Mission

The American Museum of Asmat Art at St. Thomas engages students and the global community through preserving, exhibiting, and interpreting the art of the Asmat people, in order to expand human understanding and promote intercultural awareness.

Vision

The vision of the American Museum of Asmat Art at St. Thomas is to be a preeminent teaching collection, interdisciplinary in nature and programmatically diverse, that promotes global understanding of Asmat art and culture consistent with the mission and values of the University of St. Thomas.

More about the Museum

The American Museum of Asmat Art at the University of St. Thomas (AMAA@UST) is an integral part of the University of St. Thomas in Minnesota. It is dedicated to the art and culture of the Asmat people, who live on the southwest coast of the island of New Guinea, which is situated directly north of Australia in the southwest Pacific Ocean.

The AMAA@UST has one of the largest collection of Asmat art in the country, with more than 2,900 objects. Most of the works date from the mid 20th century to the present. The collection originally was formed by missionaries from the Crosier Fathers and Brothers, a Catholic religious Order, who worked in the Asmat region beginning in 1958. The museum had two previous homes in Hastings, Nebraska and Shoreview, Minnesota. In 2007, the Crosiers, wishing to place the collection in a setting where it would be used to educate students and the public about Asmat art and culture, gave it to the University of St. Thomas. The museum's Gallery, located on the second floor of the Anderson Student Center on the University's St. Paul campus opened in 2012.

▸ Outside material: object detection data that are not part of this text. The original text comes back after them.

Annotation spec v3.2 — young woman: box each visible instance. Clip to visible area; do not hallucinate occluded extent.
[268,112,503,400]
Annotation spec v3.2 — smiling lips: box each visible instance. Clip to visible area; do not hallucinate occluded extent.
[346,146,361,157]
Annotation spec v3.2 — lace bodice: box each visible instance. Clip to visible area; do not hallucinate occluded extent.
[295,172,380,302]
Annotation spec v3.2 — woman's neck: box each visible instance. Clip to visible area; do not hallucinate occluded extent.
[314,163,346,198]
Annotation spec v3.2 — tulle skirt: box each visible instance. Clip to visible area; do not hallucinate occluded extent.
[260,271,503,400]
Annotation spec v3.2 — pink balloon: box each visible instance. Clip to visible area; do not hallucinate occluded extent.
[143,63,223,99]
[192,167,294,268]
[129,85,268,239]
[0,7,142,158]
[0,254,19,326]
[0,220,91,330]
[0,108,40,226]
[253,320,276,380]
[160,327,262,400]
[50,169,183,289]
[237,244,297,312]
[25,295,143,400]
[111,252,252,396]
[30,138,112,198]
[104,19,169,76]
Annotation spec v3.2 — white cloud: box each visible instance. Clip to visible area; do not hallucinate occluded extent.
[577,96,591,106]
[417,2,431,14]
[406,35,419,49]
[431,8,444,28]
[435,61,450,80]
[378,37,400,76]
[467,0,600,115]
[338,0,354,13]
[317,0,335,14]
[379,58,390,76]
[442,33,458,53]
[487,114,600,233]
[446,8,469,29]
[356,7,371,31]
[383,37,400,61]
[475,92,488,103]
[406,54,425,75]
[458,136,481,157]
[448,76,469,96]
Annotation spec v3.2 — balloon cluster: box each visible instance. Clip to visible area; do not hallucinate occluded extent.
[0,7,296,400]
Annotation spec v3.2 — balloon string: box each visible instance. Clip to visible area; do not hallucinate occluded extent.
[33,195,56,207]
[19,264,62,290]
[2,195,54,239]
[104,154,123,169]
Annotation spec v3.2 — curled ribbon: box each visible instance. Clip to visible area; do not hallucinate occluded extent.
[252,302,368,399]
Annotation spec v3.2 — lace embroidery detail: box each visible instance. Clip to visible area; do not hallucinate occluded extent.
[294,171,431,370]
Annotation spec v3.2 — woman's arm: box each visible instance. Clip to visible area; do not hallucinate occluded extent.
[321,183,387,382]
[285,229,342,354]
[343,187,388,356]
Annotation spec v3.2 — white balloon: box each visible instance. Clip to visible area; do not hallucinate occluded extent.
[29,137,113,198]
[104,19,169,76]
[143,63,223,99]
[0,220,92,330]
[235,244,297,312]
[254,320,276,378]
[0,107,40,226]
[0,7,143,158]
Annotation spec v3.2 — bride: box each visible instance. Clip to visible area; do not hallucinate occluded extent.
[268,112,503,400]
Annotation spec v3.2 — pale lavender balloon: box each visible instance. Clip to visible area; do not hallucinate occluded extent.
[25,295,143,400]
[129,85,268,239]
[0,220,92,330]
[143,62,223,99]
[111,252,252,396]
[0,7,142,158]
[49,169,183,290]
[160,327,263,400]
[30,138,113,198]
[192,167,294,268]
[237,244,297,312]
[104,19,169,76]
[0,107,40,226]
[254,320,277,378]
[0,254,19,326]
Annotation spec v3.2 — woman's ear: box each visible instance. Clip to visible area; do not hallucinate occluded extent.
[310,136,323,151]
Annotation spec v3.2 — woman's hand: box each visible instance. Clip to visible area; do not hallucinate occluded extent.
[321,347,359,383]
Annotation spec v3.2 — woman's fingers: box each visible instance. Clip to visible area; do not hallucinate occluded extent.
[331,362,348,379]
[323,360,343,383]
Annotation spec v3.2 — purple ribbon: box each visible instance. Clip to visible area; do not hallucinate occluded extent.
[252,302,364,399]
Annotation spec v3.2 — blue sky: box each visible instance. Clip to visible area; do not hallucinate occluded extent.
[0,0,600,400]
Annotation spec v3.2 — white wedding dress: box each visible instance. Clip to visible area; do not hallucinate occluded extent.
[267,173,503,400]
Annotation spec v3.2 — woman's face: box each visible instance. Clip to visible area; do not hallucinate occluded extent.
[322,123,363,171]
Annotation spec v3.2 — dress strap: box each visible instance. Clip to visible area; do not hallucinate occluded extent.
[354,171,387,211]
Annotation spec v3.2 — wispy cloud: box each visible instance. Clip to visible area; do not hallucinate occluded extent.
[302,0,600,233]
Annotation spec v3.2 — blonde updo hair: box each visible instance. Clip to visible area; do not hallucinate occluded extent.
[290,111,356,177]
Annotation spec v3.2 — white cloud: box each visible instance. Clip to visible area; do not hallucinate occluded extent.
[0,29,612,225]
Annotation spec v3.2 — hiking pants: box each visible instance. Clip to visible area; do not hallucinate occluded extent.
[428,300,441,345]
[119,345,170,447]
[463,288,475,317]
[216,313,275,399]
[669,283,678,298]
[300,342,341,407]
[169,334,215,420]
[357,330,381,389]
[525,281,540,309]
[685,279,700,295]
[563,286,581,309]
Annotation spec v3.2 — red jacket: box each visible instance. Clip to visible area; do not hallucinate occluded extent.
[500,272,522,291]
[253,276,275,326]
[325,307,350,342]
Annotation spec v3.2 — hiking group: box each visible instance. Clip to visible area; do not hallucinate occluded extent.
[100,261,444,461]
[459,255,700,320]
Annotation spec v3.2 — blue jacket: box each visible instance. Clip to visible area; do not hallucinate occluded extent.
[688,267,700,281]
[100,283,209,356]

The Gallery is divided into two sections: a permanent section, which displays Asmat ancestor poles (bis), canoes, and other large-scale works and a rotating exhibition section, which presents regularly changing exhibitions on different aspects of Asmat art and culture using works drawn from the collection. The museum’s collection continues to grow and the AMAA@UST forms an integral part of the University’s broader commitment to fostering respect and appreciation for cultural diversity and the artistic achievements of all of humanity and of the Department of Art History’s dedication to teaching global arts in context.